Years later, the organization was looking for someone to chair the scholarship committee. Cutlip suggested her daughter, who had experience working on scholarships through local schools and Girl Scouts.

Cohen took on the role and became a member in 2012.

“I have the best job,” she said. “Everyone works hard to raise the funds, but I get to award it to some really deserving people.”

Cohen has risen up the ranks, and currently serves as vice president and 100th Anniversary co-chairwoman along with Christine Hill-Wilson, in addition to continuing her role as scholarship chairwoman. She will become the president-elect in September.

She enjoys the camaraderie the group offers.
“These ladies are just amazing people,” she said. “As I get to know them and hear their personal stories, I am even more impressed.”

Cohen said what she will miss most about not having the Picnic and Bazaar this month is seeing the corn shuckers gather early on the morning of the event.

“Watching people get together to shuck and clean the corn silk makes Olney feel like a small town,” she said. “There’s a real sense of community, watching people work together. Some are hospital employees, but many are just members of the community who come every year.”

If the event is held in October, there will not be fresh corn.

Cohen praises the Women’s Board for its ability to evolve over the years and stay relative.

“Early on, they were maintaining the hospital manually by maintaining the building and grounds,” she said. “Now, the support is done through fundraising.”

Cohen calls the Women’s Board “a treasure.”

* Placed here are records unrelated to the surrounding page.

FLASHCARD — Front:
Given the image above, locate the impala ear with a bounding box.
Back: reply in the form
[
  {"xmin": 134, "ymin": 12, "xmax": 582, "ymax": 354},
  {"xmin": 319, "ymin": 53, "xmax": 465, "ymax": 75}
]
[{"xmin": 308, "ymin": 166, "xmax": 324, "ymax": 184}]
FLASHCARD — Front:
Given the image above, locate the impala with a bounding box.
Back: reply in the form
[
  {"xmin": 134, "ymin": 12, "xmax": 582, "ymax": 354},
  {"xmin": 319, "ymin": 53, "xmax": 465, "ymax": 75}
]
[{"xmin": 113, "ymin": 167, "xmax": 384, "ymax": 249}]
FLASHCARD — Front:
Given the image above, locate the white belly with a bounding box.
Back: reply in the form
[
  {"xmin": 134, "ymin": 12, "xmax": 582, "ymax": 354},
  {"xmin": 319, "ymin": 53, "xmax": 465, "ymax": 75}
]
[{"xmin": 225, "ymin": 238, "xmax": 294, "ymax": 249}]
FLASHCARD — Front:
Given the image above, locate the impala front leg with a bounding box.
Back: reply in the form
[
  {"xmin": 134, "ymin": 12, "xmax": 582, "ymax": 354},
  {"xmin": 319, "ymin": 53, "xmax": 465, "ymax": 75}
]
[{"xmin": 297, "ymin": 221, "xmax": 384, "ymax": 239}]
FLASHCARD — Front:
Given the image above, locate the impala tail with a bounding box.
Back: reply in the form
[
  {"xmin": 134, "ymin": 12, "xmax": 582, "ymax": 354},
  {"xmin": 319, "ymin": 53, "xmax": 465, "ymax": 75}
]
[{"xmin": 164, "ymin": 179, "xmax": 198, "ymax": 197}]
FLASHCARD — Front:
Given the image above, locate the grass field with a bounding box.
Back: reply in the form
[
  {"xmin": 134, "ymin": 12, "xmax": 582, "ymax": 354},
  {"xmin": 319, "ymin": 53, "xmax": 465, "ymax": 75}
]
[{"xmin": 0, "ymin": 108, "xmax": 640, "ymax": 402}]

“Numerous women have worked over the years to support the hospital, and continue to work,” she said. “Many of these women have dedicated such a large part of their lives to the hospital and the community. We are so fortunate in this area to have this level of dedication.”

 

    Since 1920, the Women’s Board has raised over $20 million for the hospital. It is currently working to fulfill a $2 million pledge for the renovation of the patient surgical waiting area, a renovation of existing space on the third floor offering inpatient/outpatient treatment for pulmonary patients, and a full renovation of the thrift shop.